CarsDirect
- Website type: Automotive Content / Ecommerce
- Founded: June 27, 1998; 28 years ago
- Headquarters: El Segundo, California
- Parent: MH Sub I, LLC DBA CarsDirect.com
- Website: CarsDirect.com
- Advertising: Yes

= CarsDirect =

CarsDirect is an American online automotive research portal and car buying service based in El Segundo, California, that allows consumers to research, price, purchase, insure and finance a vehicle online. The company also provides lead generation and referral services to auto dealers.

==History==
CarsDirect was founded in 1998 by Scott Painter, launched from the business incubator Idealab. It was the first company to sell vehicles online directly to consumers, rather than referring consumers to brick-and-mortar dealers.

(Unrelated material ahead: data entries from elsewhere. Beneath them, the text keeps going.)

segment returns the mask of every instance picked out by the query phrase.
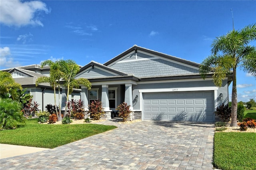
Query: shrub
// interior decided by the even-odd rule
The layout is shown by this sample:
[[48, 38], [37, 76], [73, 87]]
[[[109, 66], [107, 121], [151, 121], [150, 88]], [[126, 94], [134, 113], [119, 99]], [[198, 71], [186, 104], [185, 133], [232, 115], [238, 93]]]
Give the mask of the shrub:
[[231, 108], [227, 104], [224, 105], [224, 103], [220, 106], [220, 107], [216, 109], [216, 111], [214, 112], [217, 114], [222, 121], [226, 122], [228, 121], [231, 115]]
[[246, 122], [247, 125], [247, 127], [249, 128], [254, 128], [256, 127], [256, 122], [255, 122], [255, 120], [252, 121], [247, 121]]
[[92, 101], [90, 105], [88, 105], [90, 117], [94, 120], [99, 120], [102, 115], [104, 114], [104, 109], [102, 107], [102, 103], [99, 100]]
[[215, 129], [215, 131], [224, 131], [225, 130], [228, 129], [228, 128], [226, 127], [218, 127]]
[[38, 121], [41, 123], [44, 123], [47, 122], [48, 121], [48, 117], [45, 115], [42, 115], [38, 117]]
[[252, 107], [250, 108], [250, 110], [256, 110], [256, 107]]
[[244, 111], [245, 111], [245, 107], [244, 106], [244, 105], [238, 103], [237, 104], [237, 119], [240, 122], [242, 122], [244, 118]]
[[62, 124], [69, 124], [73, 121], [71, 119], [70, 117], [66, 116], [62, 119]]
[[216, 127], [224, 127], [226, 125], [226, 123], [223, 122], [216, 122], [215, 125]]
[[91, 119], [88, 117], [84, 119], [84, 122], [86, 122], [86, 123], [90, 123], [91, 121]]
[[47, 117], [48, 117], [50, 116], [50, 113], [45, 111], [40, 111], [40, 112], [36, 113], [36, 115], [38, 117], [40, 117], [41, 116], [46, 116]]
[[246, 122], [243, 122], [238, 123], [238, 125], [240, 127], [241, 131], [246, 131], [247, 130], [247, 125]]
[[247, 128], [255, 128], [256, 127], [256, 122], [255, 120], [250, 118], [246, 118], [243, 120], [243, 122], [238, 123], [238, 125], [240, 127], [240, 130], [242, 131], [245, 131], [247, 130]]
[[49, 123], [54, 123], [57, 121], [58, 121], [58, 117], [56, 114], [52, 114], [49, 117]]
[[75, 113], [74, 117], [76, 119], [82, 120], [84, 118], [84, 115], [82, 113], [78, 112]]
[[[84, 102], [81, 99], [79, 99], [78, 101], [74, 100], [72, 101], [69, 101], [68, 103], [68, 113], [69, 113], [68, 114], [75, 119], [84, 119], [83, 117], [81, 119], [78, 119], [76, 117], [77, 117], [78, 118], [82, 117], [81, 114], [83, 114], [83, 113], [84, 112], [84, 108], [83, 106], [83, 105]], [[77, 115], [78, 114], [78, 115]]]
[[17, 123], [25, 123], [20, 103], [11, 99], [0, 99], [0, 128], [16, 128]]
[[127, 105], [127, 103], [123, 102], [117, 106], [116, 110], [118, 111], [118, 117], [123, 118], [123, 121], [126, 122], [129, 117], [129, 114], [132, 112], [130, 110], [130, 105]]

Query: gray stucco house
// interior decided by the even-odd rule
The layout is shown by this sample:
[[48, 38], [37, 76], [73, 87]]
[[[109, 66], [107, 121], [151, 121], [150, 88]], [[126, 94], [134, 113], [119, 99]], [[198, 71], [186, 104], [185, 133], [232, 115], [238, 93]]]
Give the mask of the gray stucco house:
[[[88, 79], [92, 89], [88, 90], [82, 86], [70, 99], [80, 98], [85, 107], [92, 100], [101, 101], [106, 119], [117, 117], [115, 109], [125, 102], [133, 111], [130, 120], [214, 122], [218, 119], [215, 109], [228, 102], [232, 77], [227, 77], [221, 87], [216, 87], [212, 81], [213, 73], [205, 80], [201, 78], [200, 66], [192, 61], [134, 45], [103, 64], [92, 61], [81, 67], [76, 77]], [[25, 68], [16, 69], [26, 72]], [[49, 69], [41, 72], [29, 71], [33, 74], [49, 75]], [[44, 89], [42, 91], [45, 86], [41, 86], [36, 88], [38, 93], [50, 90]], [[66, 97], [65, 91], [62, 87], [62, 106]], [[40, 103], [37, 95], [36, 100]], [[50, 101], [51, 97], [44, 95], [44, 99]], [[42, 95], [38, 96], [42, 98]]]
[[228, 102], [231, 78], [216, 87], [212, 74], [201, 78], [200, 66], [134, 45], [103, 64], [92, 61], [76, 77], [92, 83], [89, 91], [81, 87], [86, 105], [92, 100], [101, 101], [109, 119], [125, 102], [133, 112], [130, 120], [213, 122], [215, 109]]

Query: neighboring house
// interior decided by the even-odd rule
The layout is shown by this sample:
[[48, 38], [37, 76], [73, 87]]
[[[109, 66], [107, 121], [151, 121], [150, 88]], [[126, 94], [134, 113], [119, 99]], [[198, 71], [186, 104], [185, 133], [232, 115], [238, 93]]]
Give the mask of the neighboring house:
[[[54, 105], [53, 89], [48, 83], [41, 83], [36, 87], [36, 81], [38, 78], [42, 76], [49, 76], [50, 67], [49, 66], [41, 68], [37, 64], [34, 64], [18, 67], [1, 70], [11, 73], [12, 78], [16, 83], [21, 85], [23, 90], [26, 89], [26, 93], [30, 93], [33, 95], [33, 101], [36, 101], [40, 105], [39, 109], [45, 111], [46, 105]], [[56, 101], [58, 103], [58, 95], [57, 88], [56, 90]], [[62, 88], [61, 88], [61, 95], [62, 95]], [[70, 95], [69, 99], [78, 100], [80, 99], [81, 90], [75, 89]], [[65, 101], [62, 101], [65, 103]]]
[[[28, 69], [35, 74], [48, 75], [49, 68], [44, 70], [37, 66]], [[92, 61], [81, 67], [76, 78], [88, 79], [92, 88], [88, 90], [82, 86], [73, 93], [74, 97], [80, 97], [86, 107], [93, 100], [101, 101], [106, 119], [117, 117], [116, 108], [124, 102], [130, 105], [133, 111], [129, 118], [131, 120], [214, 122], [218, 120], [215, 109], [222, 103], [228, 103], [228, 86], [232, 77], [224, 80], [221, 87], [216, 87], [212, 81], [213, 73], [205, 80], [201, 78], [200, 66], [197, 63], [134, 45], [103, 64]], [[33, 77], [34, 82], [35, 77], [39, 76], [26, 72], [24, 67], [19, 68], [23, 69], [16, 70]], [[46, 85], [36, 87], [34, 83], [30, 89], [36, 89], [38, 93], [34, 97], [39, 103], [42, 101], [44, 105], [46, 98], [47, 104], [50, 100], [54, 103], [50, 94], [47, 97], [44, 95], [42, 100], [38, 97], [46, 93], [43, 91], [44, 88], [50, 91], [51, 87]], [[63, 108], [66, 89], [62, 87], [62, 90]], [[52, 92], [49, 93], [52, 95]]]

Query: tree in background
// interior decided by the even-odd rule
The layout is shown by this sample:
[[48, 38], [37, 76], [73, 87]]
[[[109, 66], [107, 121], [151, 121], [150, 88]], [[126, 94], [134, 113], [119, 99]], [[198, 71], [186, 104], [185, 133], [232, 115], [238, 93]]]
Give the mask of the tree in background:
[[69, 93], [72, 92], [73, 88], [78, 88], [80, 84], [84, 85], [90, 90], [91, 85], [89, 80], [86, 79], [80, 78], [75, 79], [75, 77], [80, 71], [80, 67], [75, 61], [68, 59], [66, 61], [60, 60], [58, 62], [60, 66], [60, 70], [62, 72], [62, 80], [64, 81], [64, 85], [66, 86], [68, 89], [67, 100], [65, 111], [63, 114], [63, 117], [64, 117], [67, 114]]
[[16, 83], [12, 75], [6, 71], [0, 71], [0, 98], [11, 97], [13, 100], [18, 100], [18, 90], [22, 90], [21, 85]]
[[204, 79], [210, 71], [213, 71], [213, 82], [220, 87], [222, 81], [232, 73], [232, 113], [230, 126], [237, 125], [237, 93], [236, 69], [256, 77], [256, 47], [249, 43], [256, 40], [256, 25], [249, 25], [240, 30], [233, 30], [226, 35], [217, 37], [212, 44], [212, 55], [202, 63], [199, 72]]

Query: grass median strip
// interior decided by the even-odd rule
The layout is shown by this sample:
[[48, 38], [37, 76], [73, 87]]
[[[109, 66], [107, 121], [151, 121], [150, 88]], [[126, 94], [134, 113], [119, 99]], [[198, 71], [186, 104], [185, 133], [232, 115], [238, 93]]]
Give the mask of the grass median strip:
[[224, 170], [255, 170], [255, 141], [256, 133], [215, 133], [214, 165]]
[[28, 120], [17, 129], [0, 131], [0, 143], [52, 148], [113, 129], [114, 126], [94, 124], [42, 125]]

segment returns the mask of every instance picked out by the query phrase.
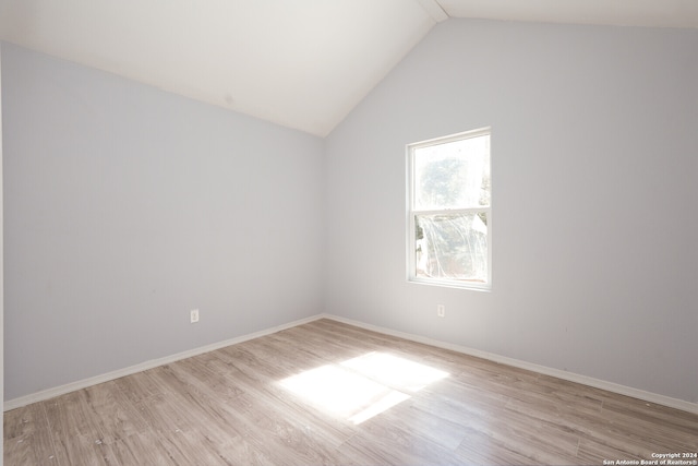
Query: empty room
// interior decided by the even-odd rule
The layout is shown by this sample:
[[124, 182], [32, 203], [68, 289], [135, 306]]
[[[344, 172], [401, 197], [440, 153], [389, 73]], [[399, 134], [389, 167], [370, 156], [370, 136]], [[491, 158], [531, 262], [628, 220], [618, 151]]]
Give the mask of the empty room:
[[698, 1], [0, 0], [5, 465], [698, 465]]

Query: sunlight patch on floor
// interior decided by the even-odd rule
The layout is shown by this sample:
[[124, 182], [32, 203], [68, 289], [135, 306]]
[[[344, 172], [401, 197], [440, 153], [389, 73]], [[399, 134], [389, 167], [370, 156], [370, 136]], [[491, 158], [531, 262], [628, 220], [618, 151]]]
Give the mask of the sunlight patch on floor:
[[280, 384], [310, 404], [359, 425], [447, 375], [409, 359], [372, 351], [306, 370]]

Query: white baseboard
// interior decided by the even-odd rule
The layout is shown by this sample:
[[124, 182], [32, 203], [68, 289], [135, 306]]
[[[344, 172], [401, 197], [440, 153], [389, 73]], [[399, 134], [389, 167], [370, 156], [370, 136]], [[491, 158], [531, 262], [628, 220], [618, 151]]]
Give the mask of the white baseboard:
[[670, 408], [676, 408], [688, 413], [698, 414], [698, 403], [690, 403], [684, 399], [672, 398], [665, 395], [659, 395], [657, 393], [646, 392], [643, 390], [633, 389], [631, 386], [621, 385], [613, 382], [607, 382], [600, 379], [594, 379], [587, 375], [580, 375], [573, 372], [563, 371], [559, 369], [549, 368], [545, 366], [534, 365], [532, 362], [521, 361], [519, 359], [507, 358], [506, 356], [495, 355], [493, 353], [482, 351], [479, 349], [468, 348], [460, 345], [454, 345], [450, 343], [444, 343], [436, 339], [428, 338], [425, 336], [412, 335], [409, 333], [398, 332], [390, 328], [385, 328], [376, 325], [365, 324], [363, 322], [354, 321], [351, 319], [345, 319], [332, 314], [323, 314], [325, 319], [330, 319], [337, 322], [342, 322], [349, 325], [354, 325], [361, 328], [370, 330], [373, 332], [383, 333], [386, 335], [397, 336], [399, 338], [410, 339], [417, 343], [423, 343], [425, 345], [436, 346], [438, 348], [450, 349], [453, 351], [462, 353], [464, 355], [474, 356], [490, 361], [500, 362], [506, 366], [513, 366], [519, 369], [526, 369], [532, 372], [542, 373], [544, 375], [555, 377], [557, 379], [567, 380], [569, 382], [580, 383], [587, 386], [593, 386], [594, 389], [601, 389], [609, 392], [617, 393], [619, 395], [630, 396], [633, 398], [642, 399], [643, 402], [653, 403], [655, 405], [667, 406]]
[[192, 356], [203, 355], [204, 353], [213, 351], [215, 349], [225, 348], [226, 346], [234, 345], [238, 343], [246, 342], [250, 339], [258, 338], [261, 336], [270, 335], [282, 330], [291, 328], [297, 325], [302, 325], [317, 319], [322, 319], [322, 315], [313, 315], [306, 319], [290, 322], [288, 324], [278, 325], [272, 328], [266, 328], [260, 332], [254, 332], [248, 335], [238, 336], [236, 338], [226, 339], [224, 342], [214, 343], [210, 345], [202, 346], [198, 348], [190, 349], [186, 351], [178, 353], [176, 355], [166, 356], [164, 358], [152, 359], [149, 361], [141, 362], [135, 366], [130, 366], [124, 369], [119, 369], [105, 374], [91, 377], [88, 379], [79, 380], [76, 382], [68, 383], [65, 385], [56, 386], [52, 389], [44, 390], [40, 392], [32, 393], [31, 395], [20, 396], [19, 398], [4, 402], [3, 411], [10, 409], [21, 408], [22, 406], [31, 405], [32, 403], [44, 402], [46, 399], [53, 398], [56, 396], [64, 395], [67, 393], [75, 392], [77, 390], [86, 389], [88, 386], [97, 385], [99, 383], [109, 382], [115, 379], [120, 379], [125, 375], [131, 375], [137, 372], [143, 372], [148, 369], [153, 369], [159, 366], [169, 365], [182, 359], [191, 358]]
[[156, 368], [158, 366], [168, 365], [171, 362], [179, 361], [181, 359], [191, 358], [192, 356], [202, 355], [204, 353], [213, 351], [215, 349], [224, 348], [226, 346], [234, 345], [238, 343], [246, 342], [250, 339], [258, 338], [261, 336], [270, 335], [276, 332], [280, 332], [282, 330], [291, 328], [298, 325], [302, 325], [309, 322], [316, 321], [318, 319], [330, 319], [337, 322], [342, 322], [349, 325], [354, 325], [360, 328], [370, 330], [373, 332], [383, 333], [386, 335], [396, 336], [399, 338], [409, 339], [412, 342], [423, 343], [425, 345], [435, 346], [438, 348], [450, 349], [453, 351], [461, 353], [464, 355], [474, 356], [482, 359], [488, 359], [494, 362], [500, 362], [507, 366], [513, 366], [519, 369], [526, 369], [533, 372], [542, 373], [545, 375], [555, 377], [558, 379], [567, 380], [570, 382], [580, 383], [582, 385], [593, 386], [595, 389], [606, 390], [609, 392], [617, 393], [621, 395], [631, 396], [634, 398], [642, 399], [648, 403], [653, 403], [657, 405], [667, 406], [671, 408], [681, 409], [688, 413], [698, 414], [698, 404], [686, 402], [684, 399], [672, 398], [665, 395], [659, 395], [657, 393], [646, 392], [638, 389], [633, 389], [630, 386], [619, 385], [617, 383], [607, 382], [600, 379], [590, 378], [587, 375], [580, 375], [567, 371], [563, 371], [559, 369], [553, 369], [545, 366], [539, 366], [531, 362], [521, 361], [514, 358], [507, 358], [505, 356], [495, 355], [493, 353], [482, 351], [479, 349], [468, 348], [460, 345], [454, 345], [450, 343], [440, 342], [436, 339], [432, 339], [425, 336], [413, 335], [409, 333], [398, 332], [395, 330], [381, 327], [376, 325], [366, 324], [363, 322], [354, 321], [351, 319], [340, 318], [338, 315], [333, 314], [317, 314], [310, 318], [301, 319], [298, 321], [290, 322], [288, 324], [278, 325], [272, 328], [266, 328], [260, 332], [251, 333], [248, 335], [242, 335], [236, 338], [227, 339], [225, 342], [214, 343], [212, 345], [202, 346], [198, 348], [190, 349], [188, 351], [178, 353], [176, 355], [167, 356], [159, 359], [153, 359], [149, 361], [142, 362], [140, 365], [131, 366], [124, 369], [120, 369], [113, 372], [108, 372], [101, 375], [80, 380], [77, 382], [72, 382], [65, 385], [57, 386], [53, 389], [44, 390], [41, 392], [36, 392], [31, 395], [21, 396], [19, 398], [10, 399], [4, 403], [3, 410], [8, 411], [10, 409], [20, 408], [22, 406], [29, 405], [32, 403], [44, 402], [46, 399], [53, 398], [56, 396], [64, 395], [65, 393], [74, 392], [76, 390], [86, 389], [88, 386], [97, 385], [99, 383], [109, 382], [115, 379], [119, 379], [125, 375], [131, 375], [137, 372], [142, 372], [148, 369]]

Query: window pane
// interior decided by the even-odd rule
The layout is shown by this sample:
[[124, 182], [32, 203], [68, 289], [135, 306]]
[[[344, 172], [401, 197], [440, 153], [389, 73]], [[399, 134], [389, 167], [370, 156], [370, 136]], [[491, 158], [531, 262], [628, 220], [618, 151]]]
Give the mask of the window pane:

CarsDirect first registered for an initial public offering in a May 2000 filing with the U.S. Securities and Exchange Commission; however, it withdrew its registration in December of that year citing "unfavorable conditions in the public equity market."

In 2004, the firm began to expand into other markets, and subsequently changed its name to Internet Brands in 2005.

In June 2014, the company announced that it had been acquired by Kohlberg Kravis Roberts (KKR) for $1.1 Billion.

==Recognitions and awards==

- PC World named CarsDirect a top 7 site for "buying or selling anything" in 2008.
- PC Magazine selected CarsDirect as a "Top 100 Classic Website" in 2002, 2003, and 2004.